Journal Environments
Volume (Issue) 6(3)
Page(s) 28 - 28
Title of proceedings Environments

Open Access

URL http://doi.org/10.3390/environments6030028
Type of Open Access Publisher (Gold Open Access)

Abstract

Biofilms are important components of the mercury (Hg) biogeochemical cycle. However, Hg effects on biofilm communities are overlooked. Here, we present results of a pilot study on the chronic effects of Hg on biofilms, notably on the potential change of their taxonomic composition. Biofilms were cultivated in microcosms enriched with three different Hg concentrations (11 ± 2 pM, 121 ± 9 pM and 1454 ± 54 pM) for 55 days and examined for their accumulated Hg concentrations and composition.
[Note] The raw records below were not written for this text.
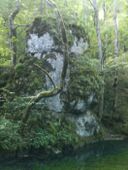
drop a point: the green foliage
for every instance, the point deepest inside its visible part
(9, 136)
(85, 77)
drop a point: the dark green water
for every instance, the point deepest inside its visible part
(108, 155)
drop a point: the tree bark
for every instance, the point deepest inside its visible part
(57, 89)
(13, 34)
(116, 53)
(100, 52)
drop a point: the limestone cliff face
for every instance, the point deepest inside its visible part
(43, 43)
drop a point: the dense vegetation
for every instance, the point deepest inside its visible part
(102, 69)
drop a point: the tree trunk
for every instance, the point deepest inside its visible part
(116, 52)
(54, 91)
(13, 34)
(97, 26)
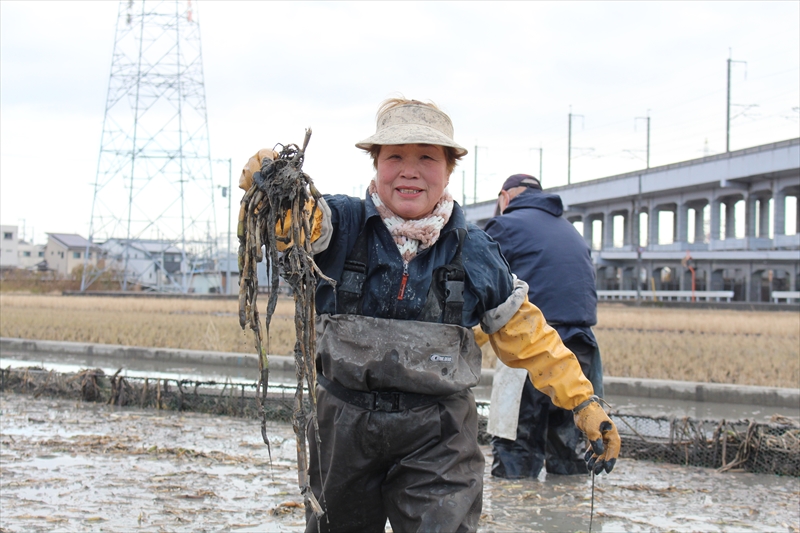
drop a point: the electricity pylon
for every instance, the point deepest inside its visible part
(153, 192)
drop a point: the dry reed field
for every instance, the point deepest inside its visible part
(721, 346)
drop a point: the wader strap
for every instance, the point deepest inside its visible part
(351, 288)
(445, 300)
(454, 286)
(388, 402)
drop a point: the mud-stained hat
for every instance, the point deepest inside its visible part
(413, 124)
(521, 180)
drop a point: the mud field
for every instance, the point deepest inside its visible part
(67, 466)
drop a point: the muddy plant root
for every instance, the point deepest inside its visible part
(274, 218)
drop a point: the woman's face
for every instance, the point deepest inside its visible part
(411, 178)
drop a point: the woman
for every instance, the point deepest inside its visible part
(395, 349)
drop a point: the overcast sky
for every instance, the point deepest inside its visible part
(508, 75)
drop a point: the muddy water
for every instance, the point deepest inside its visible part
(67, 466)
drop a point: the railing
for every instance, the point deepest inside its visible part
(675, 296)
(777, 296)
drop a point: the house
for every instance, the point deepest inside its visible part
(31, 256)
(150, 264)
(8, 247)
(66, 251)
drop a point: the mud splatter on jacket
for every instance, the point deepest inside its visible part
(488, 281)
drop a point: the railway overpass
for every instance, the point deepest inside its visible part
(710, 224)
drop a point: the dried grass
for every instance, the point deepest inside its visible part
(740, 347)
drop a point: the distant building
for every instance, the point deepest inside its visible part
(8, 247)
(65, 251)
(149, 264)
(31, 256)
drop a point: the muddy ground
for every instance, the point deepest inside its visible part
(67, 466)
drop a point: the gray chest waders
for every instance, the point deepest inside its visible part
(390, 364)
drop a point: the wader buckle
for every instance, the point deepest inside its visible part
(386, 401)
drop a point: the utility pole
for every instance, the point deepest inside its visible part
(475, 186)
(638, 233)
(540, 161)
(569, 146)
(228, 257)
(728, 111)
(463, 187)
(647, 118)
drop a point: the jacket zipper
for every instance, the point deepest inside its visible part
(403, 281)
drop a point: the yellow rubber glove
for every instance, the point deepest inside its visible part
(316, 226)
(602, 434)
(526, 341)
(254, 165)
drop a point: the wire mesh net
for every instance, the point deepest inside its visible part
(742, 445)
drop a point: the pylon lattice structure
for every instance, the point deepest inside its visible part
(153, 210)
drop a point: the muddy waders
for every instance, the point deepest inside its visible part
(408, 453)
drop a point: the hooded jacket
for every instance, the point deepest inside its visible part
(546, 251)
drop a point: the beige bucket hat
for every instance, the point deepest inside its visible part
(413, 124)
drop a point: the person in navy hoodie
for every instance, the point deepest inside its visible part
(546, 251)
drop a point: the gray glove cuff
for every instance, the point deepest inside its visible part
(583, 405)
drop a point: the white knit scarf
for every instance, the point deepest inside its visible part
(413, 236)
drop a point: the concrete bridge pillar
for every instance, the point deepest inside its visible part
(730, 219)
(682, 223)
(608, 231)
(588, 231)
(652, 231)
(750, 216)
(715, 218)
(626, 225)
(779, 212)
(763, 217)
(699, 224)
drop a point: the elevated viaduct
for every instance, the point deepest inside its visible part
(710, 224)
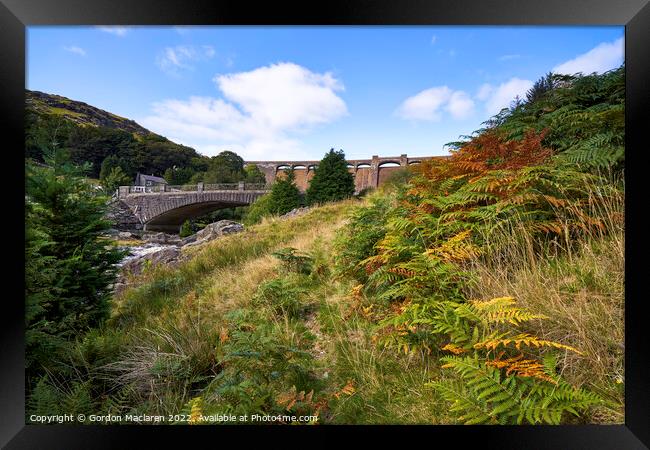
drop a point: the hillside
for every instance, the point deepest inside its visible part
(79, 113)
(487, 288)
(92, 135)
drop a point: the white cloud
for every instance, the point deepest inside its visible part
(258, 114)
(117, 31)
(427, 105)
(173, 60)
(499, 97)
(76, 50)
(509, 57)
(484, 91)
(460, 105)
(606, 56)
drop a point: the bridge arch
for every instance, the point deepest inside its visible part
(166, 211)
(172, 219)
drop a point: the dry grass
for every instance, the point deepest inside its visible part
(578, 282)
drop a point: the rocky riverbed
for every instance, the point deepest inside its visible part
(162, 248)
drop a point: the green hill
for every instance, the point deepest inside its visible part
(91, 135)
(79, 113)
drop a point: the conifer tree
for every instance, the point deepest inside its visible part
(68, 266)
(332, 181)
(285, 195)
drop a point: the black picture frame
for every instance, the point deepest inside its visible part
(15, 15)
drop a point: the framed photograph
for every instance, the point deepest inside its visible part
(357, 217)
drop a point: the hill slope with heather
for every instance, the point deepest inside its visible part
(79, 113)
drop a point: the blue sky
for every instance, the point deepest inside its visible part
(272, 93)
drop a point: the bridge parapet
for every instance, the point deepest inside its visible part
(125, 191)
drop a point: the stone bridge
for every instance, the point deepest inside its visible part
(368, 173)
(165, 208)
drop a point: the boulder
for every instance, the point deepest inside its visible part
(161, 238)
(212, 231)
(166, 255)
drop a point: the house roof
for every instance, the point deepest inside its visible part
(143, 177)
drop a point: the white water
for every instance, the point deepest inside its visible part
(141, 250)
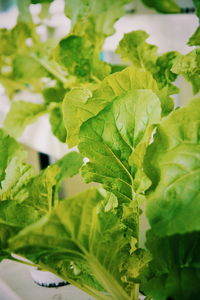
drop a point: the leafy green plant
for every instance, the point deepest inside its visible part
(141, 151)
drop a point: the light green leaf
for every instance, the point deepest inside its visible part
(22, 114)
(105, 13)
(189, 66)
(173, 165)
(24, 13)
(164, 6)
(69, 165)
(9, 149)
(134, 48)
(80, 56)
(194, 40)
(163, 75)
(39, 192)
(77, 234)
(109, 139)
(57, 125)
(27, 68)
(76, 110)
(174, 272)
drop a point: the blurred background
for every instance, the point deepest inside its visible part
(168, 31)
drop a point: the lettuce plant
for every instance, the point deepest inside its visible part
(143, 153)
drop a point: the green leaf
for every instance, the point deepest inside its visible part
(174, 272)
(79, 56)
(189, 66)
(173, 165)
(27, 68)
(24, 13)
(105, 13)
(76, 233)
(163, 75)
(80, 104)
(57, 125)
(41, 1)
(41, 192)
(133, 47)
(109, 139)
(194, 40)
(92, 22)
(53, 94)
(14, 216)
(69, 165)
(9, 149)
(164, 6)
(22, 114)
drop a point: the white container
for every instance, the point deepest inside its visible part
(46, 279)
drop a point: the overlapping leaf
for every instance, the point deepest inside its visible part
(109, 139)
(173, 165)
(174, 272)
(81, 104)
(79, 236)
(189, 66)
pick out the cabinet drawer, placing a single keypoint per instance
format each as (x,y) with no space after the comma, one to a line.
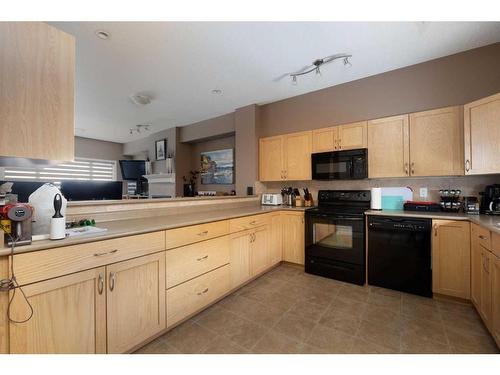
(495,243)
(187,262)
(482,235)
(248,222)
(47,264)
(195,233)
(190,297)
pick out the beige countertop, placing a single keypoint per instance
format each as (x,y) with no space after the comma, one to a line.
(487,221)
(122,228)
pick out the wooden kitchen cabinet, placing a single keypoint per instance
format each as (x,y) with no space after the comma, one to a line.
(389,147)
(293,237)
(135,301)
(37,66)
(495,298)
(286,157)
(482,135)
(69,315)
(436,142)
(451,254)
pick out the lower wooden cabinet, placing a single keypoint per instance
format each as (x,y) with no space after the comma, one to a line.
(451,258)
(187,298)
(495,299)
(293,237)
(135,301)
(69,315)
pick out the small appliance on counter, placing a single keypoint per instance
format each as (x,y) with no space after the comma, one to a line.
(450,200)
(490,200)
(269,199)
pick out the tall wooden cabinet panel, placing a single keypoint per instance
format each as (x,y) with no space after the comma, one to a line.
(276,238)
(436,142)
(352,136)
(451,258)
(388,147)
(324,140)
(69,315)
(135,301)
(37,65)
(271,159)
(298,148)
(241,244)
(495,298)
(482,135)
(293,237)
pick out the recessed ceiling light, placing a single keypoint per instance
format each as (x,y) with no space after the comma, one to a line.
(101,34)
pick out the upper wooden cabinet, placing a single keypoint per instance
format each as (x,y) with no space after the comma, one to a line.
(286,157)
(451,258)
(341,137)
(37,66)
(388,147)
(482,135)
(436,142)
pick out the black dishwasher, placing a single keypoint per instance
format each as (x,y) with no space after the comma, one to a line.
(399,254)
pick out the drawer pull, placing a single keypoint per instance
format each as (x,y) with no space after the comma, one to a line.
(100,284)
(106,253)
(203,291)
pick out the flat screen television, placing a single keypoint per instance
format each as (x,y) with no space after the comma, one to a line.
(133,170)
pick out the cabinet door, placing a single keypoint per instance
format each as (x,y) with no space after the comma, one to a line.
(135,301)
(298,147)
(37,66)
(293,237)
(240,257)
(271,163)
(476,265)
(495,299)
(69,315)
(388,147)
(323,139)
(482,135)
(486,284)
(436,142)
(276,242)
(352,136)
(451,258)
(260,256)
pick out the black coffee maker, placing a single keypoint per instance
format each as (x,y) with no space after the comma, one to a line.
(490,200)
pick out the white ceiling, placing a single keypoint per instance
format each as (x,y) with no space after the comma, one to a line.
(180,64)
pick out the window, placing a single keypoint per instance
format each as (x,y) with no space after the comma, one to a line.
(82,169)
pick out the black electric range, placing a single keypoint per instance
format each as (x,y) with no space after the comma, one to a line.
(335,235)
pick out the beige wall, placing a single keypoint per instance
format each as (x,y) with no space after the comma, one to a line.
(451,80)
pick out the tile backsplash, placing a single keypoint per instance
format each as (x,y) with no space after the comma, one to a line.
(469,185)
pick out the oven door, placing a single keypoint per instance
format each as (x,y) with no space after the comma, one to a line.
(331,166)
(339,238)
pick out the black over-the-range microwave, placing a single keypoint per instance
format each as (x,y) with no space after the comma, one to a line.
(340,165)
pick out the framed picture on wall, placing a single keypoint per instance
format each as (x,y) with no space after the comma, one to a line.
(161,149)
(217,167)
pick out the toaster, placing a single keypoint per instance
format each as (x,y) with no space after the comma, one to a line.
(272,199)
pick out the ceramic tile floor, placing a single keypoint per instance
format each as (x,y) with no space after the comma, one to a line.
(289,311)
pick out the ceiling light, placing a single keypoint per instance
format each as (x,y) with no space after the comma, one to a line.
(101,34)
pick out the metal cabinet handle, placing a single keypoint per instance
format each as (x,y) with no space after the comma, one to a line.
(112,277)
(100,284)
(203,291)
(106,253)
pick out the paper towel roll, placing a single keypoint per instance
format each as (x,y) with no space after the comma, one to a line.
(376,199)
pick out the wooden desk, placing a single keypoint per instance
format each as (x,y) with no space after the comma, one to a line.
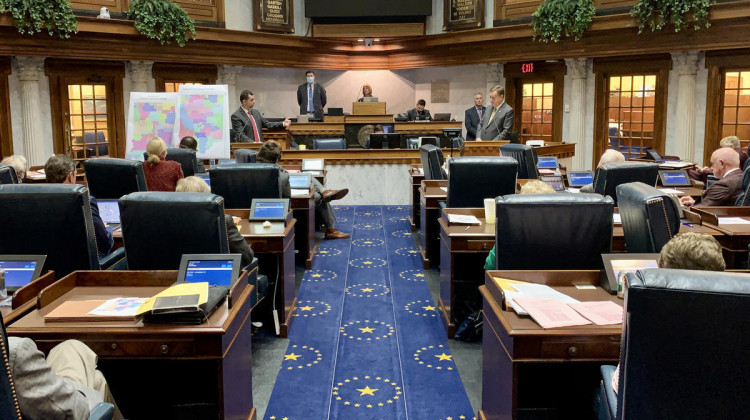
(275,252)
(530,372)
(463,250)
(156,370)
(430,194)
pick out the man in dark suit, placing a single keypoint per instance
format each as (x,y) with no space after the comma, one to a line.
(250,130)
(726,165)
(419,113)
(474,116)
(311,96)
(497,121)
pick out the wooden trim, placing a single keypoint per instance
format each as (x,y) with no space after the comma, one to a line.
(6,134)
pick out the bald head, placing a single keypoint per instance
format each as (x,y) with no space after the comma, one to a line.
(724,160)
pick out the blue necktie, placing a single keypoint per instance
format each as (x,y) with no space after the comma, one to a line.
(309,99)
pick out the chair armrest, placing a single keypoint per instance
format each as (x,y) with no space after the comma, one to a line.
(113,258)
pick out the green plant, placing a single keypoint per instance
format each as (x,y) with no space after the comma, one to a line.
(162,20)
(656,14)
(557,18)
(31,17)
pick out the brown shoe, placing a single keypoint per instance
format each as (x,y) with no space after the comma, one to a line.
(329,195)
(333,233)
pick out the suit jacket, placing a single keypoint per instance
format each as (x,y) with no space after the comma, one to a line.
(500,126)
(471,120)
(723,192)
(424,115)
(319,99)
(41,393)
(242,129)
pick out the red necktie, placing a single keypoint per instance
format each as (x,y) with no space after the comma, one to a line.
(255,127)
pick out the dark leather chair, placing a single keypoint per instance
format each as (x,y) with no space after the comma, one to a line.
(526,158)
(553,231)
(684,347)
(321,144)
(53,220)
(240,183)
(245,155)
(497,174)
(610,175)
(650,218)
(110,178)
(158,227)
(432,161)
(8,175)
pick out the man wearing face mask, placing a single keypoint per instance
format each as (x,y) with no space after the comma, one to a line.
(311,97)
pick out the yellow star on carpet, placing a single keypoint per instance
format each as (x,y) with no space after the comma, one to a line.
(367,391)
(443,356)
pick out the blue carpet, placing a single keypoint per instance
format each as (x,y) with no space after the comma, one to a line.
(367,342)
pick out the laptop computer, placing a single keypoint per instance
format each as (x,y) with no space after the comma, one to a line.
(269,209)
(21,270)
(109,211)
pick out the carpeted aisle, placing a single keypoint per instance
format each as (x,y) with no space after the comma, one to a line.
(367,342)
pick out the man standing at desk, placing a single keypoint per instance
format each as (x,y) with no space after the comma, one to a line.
(497,122)
(247,122)
(311,96)
(726,165)
(474,116)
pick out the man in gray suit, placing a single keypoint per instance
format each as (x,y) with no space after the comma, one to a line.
(497,121)
(250,130)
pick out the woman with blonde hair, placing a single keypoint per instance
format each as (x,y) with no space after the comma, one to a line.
(161,174)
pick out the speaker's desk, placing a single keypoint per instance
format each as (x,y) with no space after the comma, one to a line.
(156,370)
(530,372)
(274,248)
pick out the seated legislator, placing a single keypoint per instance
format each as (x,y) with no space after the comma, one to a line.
(61,169)
(270,152)
(66,385)
(689,251)
(532,187)
(609,156)
(419,113)
(161,174)
(189,142)
(237,244)
(725,162)
(19,163)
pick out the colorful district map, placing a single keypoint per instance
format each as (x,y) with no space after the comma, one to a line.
(149,120)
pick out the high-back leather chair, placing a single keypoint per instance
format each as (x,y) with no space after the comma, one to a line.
(8,174)
(320,144)
(497,175)
(245,155)
(53,220)
(158,227)
(110,178)
(432,161)
(240,183)
(526,158)
(684,346)
(610,175)
(552,231)
(650,218)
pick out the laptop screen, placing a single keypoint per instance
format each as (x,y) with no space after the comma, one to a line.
(214,272)
(18,273)
(109,211)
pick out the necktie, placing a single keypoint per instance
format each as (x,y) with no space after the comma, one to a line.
(309,98)
(255,127)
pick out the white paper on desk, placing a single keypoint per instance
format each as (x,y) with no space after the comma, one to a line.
(733,221)
(551,313)
(600,313)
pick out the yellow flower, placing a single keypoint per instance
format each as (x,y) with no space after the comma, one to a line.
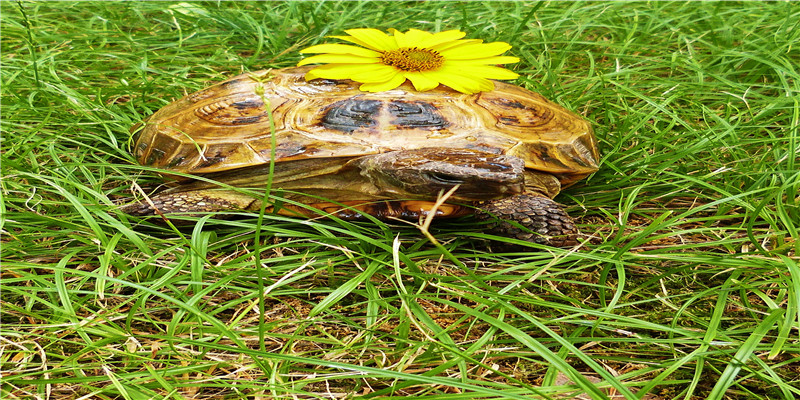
(385,61)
Bioaccumulated Hg concentrations were representative of those encountered in natural environments. Despite the lack of influence on the ash free dry weight and chlorophyll content, the surface coverage of the substrata of biofilms grown in Hg decreased. Algal community were strongly affected by Hg, with a decrease in their richness with Ochrophyta found as the most sensitive phyla. The diversity and richness of bacterial communities did not change upon cultivation in Hg but the presence of Proteobacteria increased with Hg, whereas Bacteroidetes, Actinobacteria, Verrumicrobia, and Cyanobacteria were negatively impacted. Overall, the above findings suggest that the examination of the algal community composition might be used as a potential biomonitoring tool to assess the impacts of environmental Hg concentrations on aquatic systems, which would merit further investigation.